Buycycle Pre-Owned Bike Market Recommendation System

Overview

Buycycle's recommendation system is designed to enhance the user experience in the pre-owned bike market by providing personalized bike suggestions. The system uses machine learning to tailor recommendations based on user preferences and behavior, addressing the challenges of information inefficiencies and high transaction costs in the used bike market.

Content Based

Create_data.py implements reads in the DB of bikes periodically and saves the queried data to disc. It then applies feature engineering and constructs the m x n (m = bike_ids with status != new, n= bike_ids with status active) similarity matrix (default metric is pariwise cosine).

The above descibed data generation and read-in process is done periodically with a pvc cron job (k8s) and thread (app.py).

The model implements three algorithm for content based recommendation.

  1. get_top_n_quality_prefiltered Returns the top n recommendation based on overall quality (quality_score), filtered by price, frame_size_code and family_id

    Since the click data in the DB is discontinued, we randomized the order of the df until the new quality DB is red. Currently this is relevant for the edge case that the bike_id is not yet in the constructed similarity matrix The prefiltered features need to be send in the request.

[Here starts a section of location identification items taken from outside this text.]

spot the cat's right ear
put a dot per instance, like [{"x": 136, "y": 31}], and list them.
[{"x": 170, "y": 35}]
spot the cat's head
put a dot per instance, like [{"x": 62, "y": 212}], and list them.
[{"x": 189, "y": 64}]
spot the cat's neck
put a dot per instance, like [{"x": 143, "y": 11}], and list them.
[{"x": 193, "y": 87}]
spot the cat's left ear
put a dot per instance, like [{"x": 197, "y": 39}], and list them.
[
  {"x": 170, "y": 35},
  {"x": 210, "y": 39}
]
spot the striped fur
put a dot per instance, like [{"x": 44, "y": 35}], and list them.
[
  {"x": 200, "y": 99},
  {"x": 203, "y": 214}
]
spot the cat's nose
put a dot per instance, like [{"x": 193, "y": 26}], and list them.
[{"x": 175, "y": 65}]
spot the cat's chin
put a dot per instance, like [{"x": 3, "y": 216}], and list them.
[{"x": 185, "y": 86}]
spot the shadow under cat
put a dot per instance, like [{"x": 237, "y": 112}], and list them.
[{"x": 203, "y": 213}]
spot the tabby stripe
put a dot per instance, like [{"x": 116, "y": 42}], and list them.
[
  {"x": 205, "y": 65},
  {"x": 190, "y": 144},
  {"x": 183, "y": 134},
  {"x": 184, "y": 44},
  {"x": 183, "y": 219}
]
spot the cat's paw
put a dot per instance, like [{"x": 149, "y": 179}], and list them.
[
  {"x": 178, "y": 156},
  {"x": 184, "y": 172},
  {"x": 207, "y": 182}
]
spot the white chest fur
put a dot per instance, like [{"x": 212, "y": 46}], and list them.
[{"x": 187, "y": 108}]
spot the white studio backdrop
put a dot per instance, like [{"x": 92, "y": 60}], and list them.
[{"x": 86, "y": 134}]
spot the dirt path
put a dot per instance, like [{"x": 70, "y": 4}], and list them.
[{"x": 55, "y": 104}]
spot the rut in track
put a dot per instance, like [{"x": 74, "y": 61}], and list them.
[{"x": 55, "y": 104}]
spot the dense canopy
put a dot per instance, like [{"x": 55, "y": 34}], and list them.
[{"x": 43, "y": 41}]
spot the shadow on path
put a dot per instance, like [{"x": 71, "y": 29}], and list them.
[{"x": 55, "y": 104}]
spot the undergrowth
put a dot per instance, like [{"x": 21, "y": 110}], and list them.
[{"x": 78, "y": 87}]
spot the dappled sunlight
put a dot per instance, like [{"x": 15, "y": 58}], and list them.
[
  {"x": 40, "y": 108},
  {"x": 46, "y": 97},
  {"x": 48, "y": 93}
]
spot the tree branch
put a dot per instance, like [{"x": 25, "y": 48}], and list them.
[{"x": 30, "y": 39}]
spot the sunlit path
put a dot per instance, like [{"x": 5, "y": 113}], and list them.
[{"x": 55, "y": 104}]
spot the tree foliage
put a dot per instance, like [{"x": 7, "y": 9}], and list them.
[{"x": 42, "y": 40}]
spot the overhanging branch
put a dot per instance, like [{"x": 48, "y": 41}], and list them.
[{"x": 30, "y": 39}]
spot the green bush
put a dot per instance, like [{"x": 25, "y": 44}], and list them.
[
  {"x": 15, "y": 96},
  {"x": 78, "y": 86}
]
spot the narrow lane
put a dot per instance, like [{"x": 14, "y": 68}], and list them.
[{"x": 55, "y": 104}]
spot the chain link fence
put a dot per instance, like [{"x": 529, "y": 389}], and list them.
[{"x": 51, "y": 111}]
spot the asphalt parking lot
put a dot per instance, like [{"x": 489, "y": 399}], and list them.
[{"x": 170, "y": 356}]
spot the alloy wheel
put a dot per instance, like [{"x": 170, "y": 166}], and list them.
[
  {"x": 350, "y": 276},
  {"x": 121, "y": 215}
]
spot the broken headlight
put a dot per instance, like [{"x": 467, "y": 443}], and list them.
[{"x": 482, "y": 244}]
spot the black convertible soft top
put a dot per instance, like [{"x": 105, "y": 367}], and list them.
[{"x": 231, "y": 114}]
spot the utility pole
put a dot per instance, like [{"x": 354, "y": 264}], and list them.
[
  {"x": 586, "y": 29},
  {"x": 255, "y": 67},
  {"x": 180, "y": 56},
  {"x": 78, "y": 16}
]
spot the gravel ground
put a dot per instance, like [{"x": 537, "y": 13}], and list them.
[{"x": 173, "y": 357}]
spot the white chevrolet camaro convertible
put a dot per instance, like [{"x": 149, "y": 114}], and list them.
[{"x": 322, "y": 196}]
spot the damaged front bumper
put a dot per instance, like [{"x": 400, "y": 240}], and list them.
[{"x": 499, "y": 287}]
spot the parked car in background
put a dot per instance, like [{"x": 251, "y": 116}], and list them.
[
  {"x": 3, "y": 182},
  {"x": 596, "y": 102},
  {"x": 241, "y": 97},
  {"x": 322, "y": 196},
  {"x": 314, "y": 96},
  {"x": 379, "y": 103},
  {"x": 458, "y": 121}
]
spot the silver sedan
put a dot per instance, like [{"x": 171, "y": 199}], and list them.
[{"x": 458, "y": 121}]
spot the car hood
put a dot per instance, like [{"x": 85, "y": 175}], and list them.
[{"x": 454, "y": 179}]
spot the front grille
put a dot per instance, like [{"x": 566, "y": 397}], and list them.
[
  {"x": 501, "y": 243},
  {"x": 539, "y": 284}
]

  2. get_top_n_recommendations Returns the top n recommendations for a bike_id

    Features considered are categorical_features and numerical_features defined in src/driver_content.py Based on the constructed similarity matrix

  3. get_top_n_recommendations_prefiltered Returns the top n recommendations as described above for a bike_id prefiltered by the prefilter_features defined in src/driver_content.py. This enables to prefilter the recommendation by for example model and brand, making the recommendation more specific. Currently we only filter for family_id. Currently only one prefilter_feature is supported, multiple lead to docker container performance issues (300ms).

Features

Finally, get_top_n_recommendations_mix implements a mix of prefilters and generic recommendations. If interveav_prefiltered_general these selected these two lists are interwoven, meaning they are mixed alternatevly. Otherwise the generic bikes are appended to the prefiltered one. The ratio between the two can be determined with the ratio argument. If there are not enough recommendations available, populatity is used to append to the recommendation list.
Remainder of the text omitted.